One of the most interesting observations of this trip involved a male baboon and a cheetah. The cheetah had been resting in long grass, close to the line of travel of a lone male baboon that had crossed the grasslands. Baboons are bold, powerful animals that have little to fear from cheetahs, but a lone baboon, in high grass, might be ambushed by a leopard, and could easily be killed by a lion. We were surprised to see the animal alone. As it neared a kopji, the granite boulder islands that dot the Serengeti plains, the baboon spotted the cheetah. Repeatedly the baboon would stand upright on its hind legs to watch the cheetah, but it made no effort to get too close. The cheetah stayed low, snarling its displeasure, and the two remained in this standoff for several minutes until the cheetah lost its nerve and turned to slink off. As soon as it broke its stare the baboon charged, and everyone watching was amazed at the incredible speed, and boldness, exhibited as the baboon gave chase. The cheetah ran off, eventually outdistancing the baboon and ending at another kopji perch about 1/2 mile from the encounter. There, with her attention directed at the distant baboon, we had some of our best shooting opportunities of a cheetah on a kopji.
Another great cheetah encounter involved a mother with young cubs that had captured a Thompson baby. Apparently the cubs were well fed because they showed almost no interest in the kill, feeding sporadically but putting on quite a show as they moved about in the grass. In all we had 31 cheetahs on the trip, 3 leopards, and 1 serval.
Because of the lateness of the birthing, our trip ended just as we presumed the birthing was about to erupt en force. But we were wrong. Another photographer friend arrived on the day we were leaving, and not only did the gnus not give birth, but they also moved out of the Ndutu area and were quite scarce for the duration of his safari. When we returned to Nairobi we learned that the gnus had moved to a location where we'd normally expect to find them during June and July, and there the birthings took place. Fortunately, though, we had our gnu birth 'in the can,' so we had been free to concentrate upon other subjects.
As it turned out, the Serengeti became even drier after we left, and Lake Ndutu -- near the site of our camp, was quite low. On our last full day we filmed at ground level the herds of gnus and zebras as they crossed the shoreline of Ndutu. The animals' legs distorted in shimmering waves from heat-disturbed air close to the caked mud surface.

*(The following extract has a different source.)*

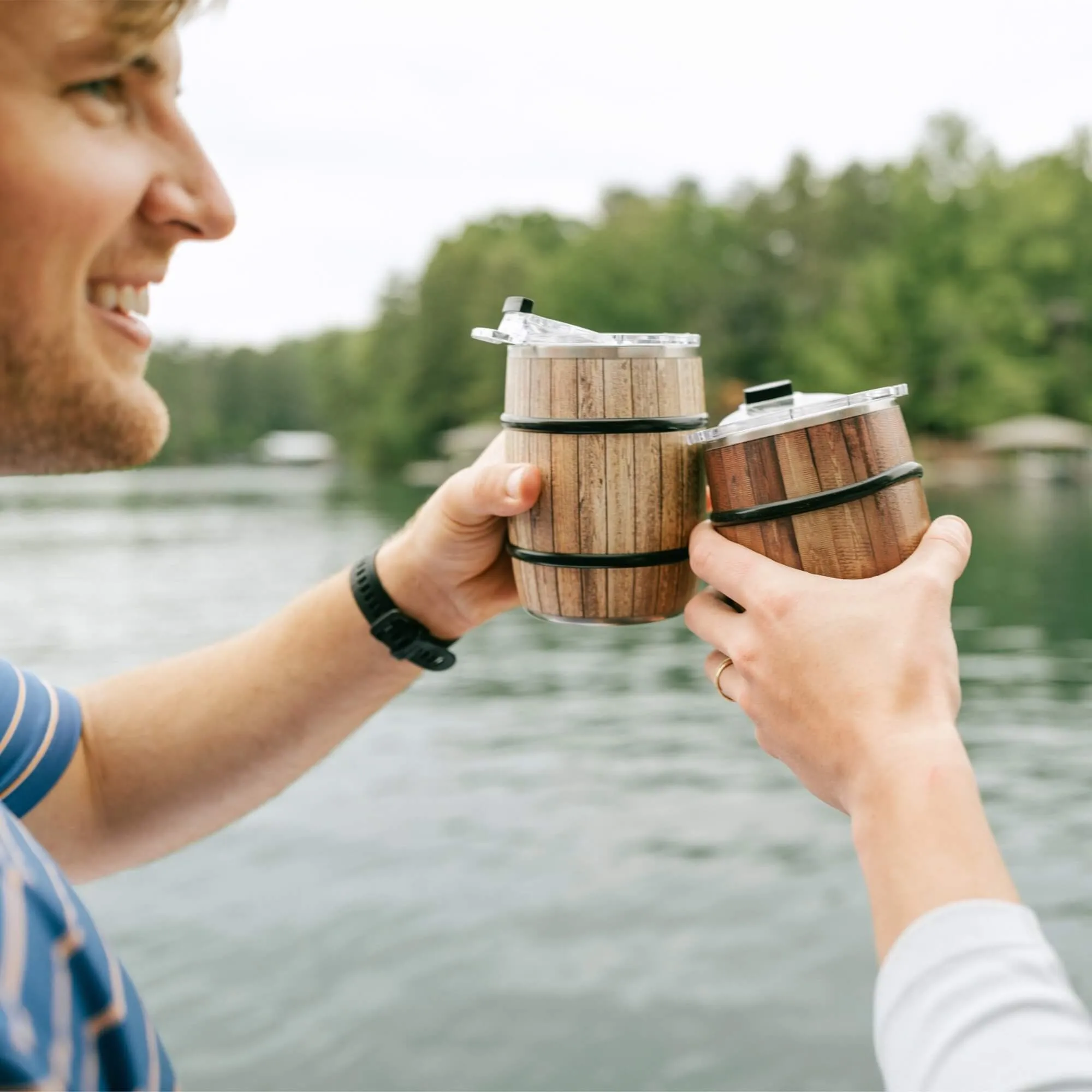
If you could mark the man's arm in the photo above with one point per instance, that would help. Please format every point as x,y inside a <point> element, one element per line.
<point>854,685</point>
<point>176,751</point>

Days after we left the lake nearly dried up and temperatures exceeded 100 degrees, so we got out just as the weather, and herds, turned for the worse. Fortunately we departed from the Serengeti before the temperatures really rose, which they subsequently did.
Above, top row: Sunrise on the Serengeti near Ndutu; Common zebras fighting, and a flap-necked chameleon on a stroll. Above, second row: Bull elephant with a 24mm in Ngorongoro Crater, a kori bustard in full breeding display, and a pair of lions in play.
Almost everyone was shooting digital (2 of 12 were not) and most afternoons, if we were in camp, were spent in our charging-downloading tent where we shared images, edited, and recharged. Whatever happened to the days when one could nap during a break, or spend an afternoon reading? Welcome to the age of digital!